Sri Lankan hero (1806–1814)

Madduma Bandara Ehelapola (b 1806), mostly known as Madduma Bandara, was one of the national heroes of Sri Lanka. Bandara and his family were executed in 1814 by the King for treachery. His bravery at the time of his execution made him a legendary child hero in Sri Lanka.

==Early life==
Bandara was born in a prominent Sinhalese aristocratic family of the Kandy to Ehelepola Maha Disawe and Ehelepola Kumarihamy. He was the second son of Ehelepola Maha Disawe, the Dissava of Sabaragamuwa under the King Sri Vikrama Rajasinha of Kandy Sri Lanka. He had an Elder brother (Loku Bandara) and two sisters (Tikiri Menike and Dingiri Menike). His uncle was Keppetipola Disawe, one of the prominent Kandyan leaders who signed the Kandyan Convention at the Audience Hall in Kandy on 2 March 1815.

==Execution==
King Sri Wickremarajasinha thought that Ehelapola, as the Disawe of Sabaragamuwa, was aiding the rebellion against British rule, due to false information given to the king. Ehelapola was strongly fighting against the British, but the King was furious thinking that Ehelapola had switched sides. So while Ehelapola was away from Kandy, the King ordered the arrest of the Ehelapola Family. However, the king could not arrest Ehelapola, as he was in British custody in Colombo. Instead, the king arrested Ehelapola’s wife and children. On 17 May 1814, his sons were beheaded.
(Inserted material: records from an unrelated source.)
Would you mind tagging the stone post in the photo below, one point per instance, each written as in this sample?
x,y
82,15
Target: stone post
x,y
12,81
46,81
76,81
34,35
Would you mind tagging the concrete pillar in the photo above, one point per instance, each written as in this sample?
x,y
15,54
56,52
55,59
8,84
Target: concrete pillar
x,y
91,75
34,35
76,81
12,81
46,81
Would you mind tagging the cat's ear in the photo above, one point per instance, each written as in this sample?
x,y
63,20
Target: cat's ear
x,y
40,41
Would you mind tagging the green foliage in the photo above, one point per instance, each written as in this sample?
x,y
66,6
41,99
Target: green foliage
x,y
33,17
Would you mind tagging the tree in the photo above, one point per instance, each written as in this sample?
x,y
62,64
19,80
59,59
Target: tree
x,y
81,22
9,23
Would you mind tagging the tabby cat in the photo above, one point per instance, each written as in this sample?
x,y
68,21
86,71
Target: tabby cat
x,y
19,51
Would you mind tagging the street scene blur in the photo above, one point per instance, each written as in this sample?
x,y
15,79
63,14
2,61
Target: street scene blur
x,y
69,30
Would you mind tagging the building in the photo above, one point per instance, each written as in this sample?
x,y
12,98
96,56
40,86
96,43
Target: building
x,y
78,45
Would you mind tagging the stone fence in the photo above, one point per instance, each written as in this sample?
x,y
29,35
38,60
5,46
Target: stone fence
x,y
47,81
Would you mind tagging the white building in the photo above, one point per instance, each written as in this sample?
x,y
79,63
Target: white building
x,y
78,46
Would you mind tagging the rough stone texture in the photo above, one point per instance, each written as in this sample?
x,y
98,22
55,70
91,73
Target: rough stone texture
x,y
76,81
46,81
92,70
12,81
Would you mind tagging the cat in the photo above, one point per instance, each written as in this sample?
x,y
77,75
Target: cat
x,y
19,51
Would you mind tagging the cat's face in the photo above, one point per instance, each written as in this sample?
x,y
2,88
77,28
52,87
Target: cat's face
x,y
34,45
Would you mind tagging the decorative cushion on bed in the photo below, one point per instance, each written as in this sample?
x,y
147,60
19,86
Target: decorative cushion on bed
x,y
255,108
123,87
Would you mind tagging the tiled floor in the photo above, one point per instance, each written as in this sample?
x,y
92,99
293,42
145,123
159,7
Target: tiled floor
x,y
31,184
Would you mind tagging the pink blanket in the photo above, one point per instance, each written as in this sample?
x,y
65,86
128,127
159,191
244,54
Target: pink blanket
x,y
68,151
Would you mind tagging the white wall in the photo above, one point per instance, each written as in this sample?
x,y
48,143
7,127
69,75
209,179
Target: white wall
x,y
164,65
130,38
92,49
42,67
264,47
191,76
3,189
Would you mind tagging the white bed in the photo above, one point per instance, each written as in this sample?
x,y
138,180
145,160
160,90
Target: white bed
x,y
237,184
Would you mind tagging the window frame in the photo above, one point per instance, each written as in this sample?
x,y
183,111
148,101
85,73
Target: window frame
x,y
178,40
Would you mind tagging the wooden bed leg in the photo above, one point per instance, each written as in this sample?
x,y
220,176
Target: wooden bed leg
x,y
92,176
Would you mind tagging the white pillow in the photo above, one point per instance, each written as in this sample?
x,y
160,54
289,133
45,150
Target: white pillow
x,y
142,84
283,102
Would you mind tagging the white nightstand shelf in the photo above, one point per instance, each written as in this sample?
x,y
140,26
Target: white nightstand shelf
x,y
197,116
Ehelapola’s wife, kumarihami, and daughters were forcibly drowned in Bogambara Lake by tying stones around their necks. While Bandara's brother was frightened to face death, he stepped forward and asked the executioner to behead him with a single strike.

“One single instance of no distant date will be acknowledged to include everything which is barbarous and unprincipled in public rule, and to portray the last stage of individual depravity and wickedness, the obliteration of every trace of conscience, and the complete extinction of human feeling. In the deplorable fate of the wife and children of Eheylapola Adikar these assertions are fully substantiated; in which was exhibited the savage scene of four infant children, the youngest torn from the mother’s breast, cruelly butchered, and their heads bruised in a mortar by the hands of their parent; succeeded by the execution of the woman herself and three females more, whose limbs being bound, and a heavy stone tied round the neck of each, they were thrown into a lake and drowned.”
— Extract from Sir Robert Brownrigg’s (the Governor) official declaration to the Kandian chiefs after the taking of the Kandyan country.